JT is not in his prime.Next year will be painful watching him being paid $11
Kadri and Bozak are Stanley Cup winning centres, JT was a mistake signing. You don't pay your 2nd line centre $11 million and expect Matthews,Marner and Nylander to not get paid.It ruined the whole salary cap structure of the Leafs with no #1 goalie and no #1 RH defenceman and no multiple Stanley Cups. At least teams like Chicago and Tampa won multiple cups before worrying about how much their stars took up of the salary cap.
Not neccessarily.
What ruined "The whole salary cap" was a few factors.
1. COVID, Leafs anticipated substantial increases in teh cap each year. It stagnated shortly after they signed all these deals.
2. Not betting on your young players, but instead, waiting for them to put up big numbers.
3. Not getting their young star players to buy into the concept of having to wait until UFA for your major payday.
You look at William Nylander; who became eligible to sign an extension on July 1, 2017. At that point in time, he had a shade over 100 games played, put up a good chunk of points, but had a lot of flaws in his game. JvR was making $4.25m. Kadri had recently signed a $4.5m deal. Bozak making $4.2m.
Bet on the guy before he puts up a repeat 60 point season.... make him the highest paid player on the team at $5.5m, and lock him down for 8 years instead of the 6 they got him for. Heck, don't quite believe in him or he's hesitant to lock down 8 years? they could have likely got him for a whole lot less than $7m on a 6 year deal.
But no.... Lou didn't want to do that.He waited until he put up a repeat performance, and Dubas had to give him Pastrnak money & term while giving up fewer UFA years, and without doing what Pastrnak was doing.
There was also a missed opportunity to set an example with Nylander, and trade him for refusing to buy into the team concept.
Fast foward to this year, Treliving hos and hums all summer about whether to trade him, eventually does nothing... apparently Nylander is happy at $10.5m... but no... waits for him to be motivated in a contract year and make himself indispensable.... $11.5m cha ching. More than Pastrnak. $2m more than Aho.
Next up comes Auston Matthews; who became eligible to sign an extension on July 1, 2018. Instead of doing like McDavid did a year prior, the Leafs sit on it till February. He signs for what he should be earning relative to McDavid ($12.5m vs $11.6m); but magically leaves off 3 years on the contract. You want to argue that "the cap goes / went up", sure, maybe Matthews should have gotten $12m on an 8 year deal considering his was 1 year behind McDavid. Better yet, just align the deals -- Matthews $11.6m at 7 years... he's paid $900k less than McDavid, over the exact same term.
But, by far, the worst example of this, is Mitch Marner.....
Became eligible to sign on July 1, 2018, with Matthews. If you recall, he wanted Draisaitl's deal (8 x $8.5m), which was widely regarded as horrible at the time with him regressing to 70 points instead of further building upon his 77 point season that earned him that deal. I don't think it's unreasonable to say that you could have gotten Marner on an 8x8 deal at the time.
But no, let's not do that.... let's "wait and see" with Mitch Marner. Actually no, let's do one better. Let's get him the most perfect, complimentary-to-his-game centre that he could possibly ask for.... Did anyone in the Leafs organization not truly believe that Mitch Marner & John Tavares were match made in heaven? Did anyone in the Leafs organization not forsee that Marner would almost certianly put up 90 points in that arrangement?

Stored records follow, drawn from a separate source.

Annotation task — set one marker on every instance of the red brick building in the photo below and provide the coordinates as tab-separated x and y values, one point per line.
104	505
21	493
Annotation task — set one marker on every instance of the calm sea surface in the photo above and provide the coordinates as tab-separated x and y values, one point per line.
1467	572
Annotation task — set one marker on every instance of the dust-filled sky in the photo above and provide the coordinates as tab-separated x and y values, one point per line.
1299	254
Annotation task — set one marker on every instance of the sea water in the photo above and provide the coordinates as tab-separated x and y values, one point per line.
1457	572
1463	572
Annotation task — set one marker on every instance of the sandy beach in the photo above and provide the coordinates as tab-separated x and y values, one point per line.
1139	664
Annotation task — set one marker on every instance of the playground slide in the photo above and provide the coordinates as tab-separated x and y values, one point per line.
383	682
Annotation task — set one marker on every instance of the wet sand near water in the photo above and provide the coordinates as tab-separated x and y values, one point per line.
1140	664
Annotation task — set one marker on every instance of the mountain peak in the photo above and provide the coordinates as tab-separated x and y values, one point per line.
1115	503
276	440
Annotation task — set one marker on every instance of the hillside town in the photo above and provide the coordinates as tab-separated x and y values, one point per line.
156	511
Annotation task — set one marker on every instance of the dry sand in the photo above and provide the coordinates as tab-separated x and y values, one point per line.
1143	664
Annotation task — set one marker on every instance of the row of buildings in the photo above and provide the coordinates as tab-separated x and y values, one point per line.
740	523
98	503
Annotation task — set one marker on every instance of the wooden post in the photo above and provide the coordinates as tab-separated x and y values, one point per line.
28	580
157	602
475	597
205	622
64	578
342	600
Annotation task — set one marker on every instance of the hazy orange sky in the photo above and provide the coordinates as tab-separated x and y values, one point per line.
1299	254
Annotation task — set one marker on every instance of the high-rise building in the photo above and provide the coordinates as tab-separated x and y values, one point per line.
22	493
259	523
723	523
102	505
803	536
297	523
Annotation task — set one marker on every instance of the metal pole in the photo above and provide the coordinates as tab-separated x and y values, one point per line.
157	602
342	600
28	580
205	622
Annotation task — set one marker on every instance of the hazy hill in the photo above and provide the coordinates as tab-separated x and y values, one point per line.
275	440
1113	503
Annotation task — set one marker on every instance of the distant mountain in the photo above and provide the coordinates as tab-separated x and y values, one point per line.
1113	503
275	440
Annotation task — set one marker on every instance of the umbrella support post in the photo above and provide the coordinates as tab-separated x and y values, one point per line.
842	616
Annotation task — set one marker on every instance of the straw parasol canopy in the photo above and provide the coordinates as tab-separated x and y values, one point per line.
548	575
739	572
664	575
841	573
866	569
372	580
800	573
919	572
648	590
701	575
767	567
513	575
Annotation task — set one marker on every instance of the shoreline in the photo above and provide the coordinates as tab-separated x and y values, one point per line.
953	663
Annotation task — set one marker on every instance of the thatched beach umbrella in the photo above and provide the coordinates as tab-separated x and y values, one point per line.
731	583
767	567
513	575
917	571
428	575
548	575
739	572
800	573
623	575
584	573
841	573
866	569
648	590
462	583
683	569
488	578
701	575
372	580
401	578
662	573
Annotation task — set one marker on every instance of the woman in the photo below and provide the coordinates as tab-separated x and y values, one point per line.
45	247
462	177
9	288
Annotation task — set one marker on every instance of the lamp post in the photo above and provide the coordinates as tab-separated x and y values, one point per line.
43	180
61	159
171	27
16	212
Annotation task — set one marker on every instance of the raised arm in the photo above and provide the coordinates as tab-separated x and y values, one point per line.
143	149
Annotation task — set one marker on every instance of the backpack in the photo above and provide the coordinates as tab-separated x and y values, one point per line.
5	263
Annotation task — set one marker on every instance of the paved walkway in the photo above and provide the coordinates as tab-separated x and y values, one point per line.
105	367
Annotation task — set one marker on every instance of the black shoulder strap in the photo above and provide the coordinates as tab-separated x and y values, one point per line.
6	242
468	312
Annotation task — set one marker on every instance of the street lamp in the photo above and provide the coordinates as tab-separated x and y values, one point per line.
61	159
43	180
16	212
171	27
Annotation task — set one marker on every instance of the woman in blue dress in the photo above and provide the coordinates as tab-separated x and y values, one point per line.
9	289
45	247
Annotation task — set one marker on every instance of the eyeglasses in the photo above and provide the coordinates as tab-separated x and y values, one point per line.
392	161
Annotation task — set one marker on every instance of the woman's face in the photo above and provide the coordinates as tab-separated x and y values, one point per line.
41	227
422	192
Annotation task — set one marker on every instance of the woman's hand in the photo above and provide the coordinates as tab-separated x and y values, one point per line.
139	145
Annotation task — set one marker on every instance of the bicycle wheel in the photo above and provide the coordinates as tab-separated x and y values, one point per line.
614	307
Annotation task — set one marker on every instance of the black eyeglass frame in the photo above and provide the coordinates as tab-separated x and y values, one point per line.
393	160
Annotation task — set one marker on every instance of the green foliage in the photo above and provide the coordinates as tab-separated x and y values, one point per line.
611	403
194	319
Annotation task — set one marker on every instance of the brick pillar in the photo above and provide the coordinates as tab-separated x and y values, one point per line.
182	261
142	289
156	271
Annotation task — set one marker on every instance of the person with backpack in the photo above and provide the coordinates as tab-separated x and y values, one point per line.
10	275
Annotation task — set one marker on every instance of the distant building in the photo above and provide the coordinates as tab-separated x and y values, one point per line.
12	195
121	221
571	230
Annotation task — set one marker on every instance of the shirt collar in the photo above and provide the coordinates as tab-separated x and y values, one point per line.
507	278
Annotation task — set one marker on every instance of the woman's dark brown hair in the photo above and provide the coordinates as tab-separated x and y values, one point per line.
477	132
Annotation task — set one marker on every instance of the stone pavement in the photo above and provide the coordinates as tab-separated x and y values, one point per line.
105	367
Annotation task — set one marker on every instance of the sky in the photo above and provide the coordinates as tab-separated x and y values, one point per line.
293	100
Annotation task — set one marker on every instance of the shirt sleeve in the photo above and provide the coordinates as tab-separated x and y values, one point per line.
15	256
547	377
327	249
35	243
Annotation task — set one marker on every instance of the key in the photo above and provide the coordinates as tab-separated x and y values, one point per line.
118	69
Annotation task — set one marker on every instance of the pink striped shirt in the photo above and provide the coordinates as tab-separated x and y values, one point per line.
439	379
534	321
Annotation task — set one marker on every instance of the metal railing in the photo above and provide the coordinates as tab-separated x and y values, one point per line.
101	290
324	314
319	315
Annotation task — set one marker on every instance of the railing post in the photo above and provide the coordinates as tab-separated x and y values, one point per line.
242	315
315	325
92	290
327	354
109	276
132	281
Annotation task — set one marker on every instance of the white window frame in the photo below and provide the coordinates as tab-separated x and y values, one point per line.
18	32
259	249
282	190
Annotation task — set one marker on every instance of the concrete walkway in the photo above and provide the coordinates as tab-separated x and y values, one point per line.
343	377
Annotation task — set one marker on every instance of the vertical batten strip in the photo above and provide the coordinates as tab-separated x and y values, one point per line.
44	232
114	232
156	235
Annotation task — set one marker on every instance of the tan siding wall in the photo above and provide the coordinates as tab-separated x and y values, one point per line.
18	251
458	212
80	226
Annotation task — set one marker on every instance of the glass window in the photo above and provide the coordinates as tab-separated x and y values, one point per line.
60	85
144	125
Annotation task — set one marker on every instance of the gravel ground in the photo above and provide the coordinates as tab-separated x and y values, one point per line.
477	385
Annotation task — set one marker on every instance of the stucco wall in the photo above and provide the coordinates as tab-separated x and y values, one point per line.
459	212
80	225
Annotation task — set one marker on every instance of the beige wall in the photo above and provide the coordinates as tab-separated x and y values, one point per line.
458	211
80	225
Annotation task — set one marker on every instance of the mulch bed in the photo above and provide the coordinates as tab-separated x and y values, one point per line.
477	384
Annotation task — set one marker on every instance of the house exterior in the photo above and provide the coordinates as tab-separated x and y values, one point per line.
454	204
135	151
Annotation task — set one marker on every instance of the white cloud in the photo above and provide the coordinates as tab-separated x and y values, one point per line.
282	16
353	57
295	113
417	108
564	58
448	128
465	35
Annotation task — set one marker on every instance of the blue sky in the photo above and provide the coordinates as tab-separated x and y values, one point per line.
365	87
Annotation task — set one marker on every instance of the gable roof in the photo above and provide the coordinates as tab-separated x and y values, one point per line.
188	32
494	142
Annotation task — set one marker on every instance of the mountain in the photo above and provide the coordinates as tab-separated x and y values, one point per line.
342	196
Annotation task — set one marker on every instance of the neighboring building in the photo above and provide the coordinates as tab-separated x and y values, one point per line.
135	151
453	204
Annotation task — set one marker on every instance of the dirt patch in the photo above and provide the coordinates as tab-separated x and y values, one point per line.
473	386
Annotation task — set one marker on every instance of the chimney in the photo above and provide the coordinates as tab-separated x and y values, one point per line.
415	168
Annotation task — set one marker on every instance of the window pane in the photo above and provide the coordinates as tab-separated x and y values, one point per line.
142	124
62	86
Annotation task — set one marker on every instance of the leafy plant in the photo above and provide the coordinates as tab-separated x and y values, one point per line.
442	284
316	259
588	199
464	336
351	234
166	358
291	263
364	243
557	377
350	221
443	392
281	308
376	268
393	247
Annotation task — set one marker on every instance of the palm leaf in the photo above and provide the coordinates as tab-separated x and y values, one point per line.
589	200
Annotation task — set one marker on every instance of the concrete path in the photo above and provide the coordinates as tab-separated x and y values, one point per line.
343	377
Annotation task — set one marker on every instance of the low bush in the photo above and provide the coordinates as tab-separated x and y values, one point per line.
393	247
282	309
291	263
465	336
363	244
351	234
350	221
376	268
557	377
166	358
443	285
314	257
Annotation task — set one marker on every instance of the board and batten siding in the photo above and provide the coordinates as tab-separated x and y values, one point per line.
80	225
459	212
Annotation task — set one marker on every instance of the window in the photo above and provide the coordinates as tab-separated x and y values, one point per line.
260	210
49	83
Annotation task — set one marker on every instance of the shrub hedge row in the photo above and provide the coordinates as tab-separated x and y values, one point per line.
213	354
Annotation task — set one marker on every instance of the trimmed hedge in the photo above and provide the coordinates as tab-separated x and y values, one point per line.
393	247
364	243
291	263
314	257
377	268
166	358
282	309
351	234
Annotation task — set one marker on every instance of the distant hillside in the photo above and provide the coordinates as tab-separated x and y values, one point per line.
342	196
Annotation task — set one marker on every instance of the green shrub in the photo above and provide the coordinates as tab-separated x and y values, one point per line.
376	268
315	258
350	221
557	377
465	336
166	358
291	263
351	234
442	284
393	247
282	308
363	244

Just imagine what this team could have done over the last few years with Marner at $8m instead of $11m.... with Nylander at $4.5m instead of $7m.
Heck, imagine what they could have done over the next few years with Matthews still at $11.6m, instead of $13.25m. Nylander at $5.5m or $6m instead of $11.5m.
John Tavares didn't kill the rebuild... he gave the Leafs the best 1-2-3 punch down the middle of the ice in the league, and took an immense amount of pressure and focus away from Auston Matthews. It's the lack of groundwork and "betting on your guys" that ensured 34/16/88 were always earnign the maximum amount reasonable, and never being underpaid.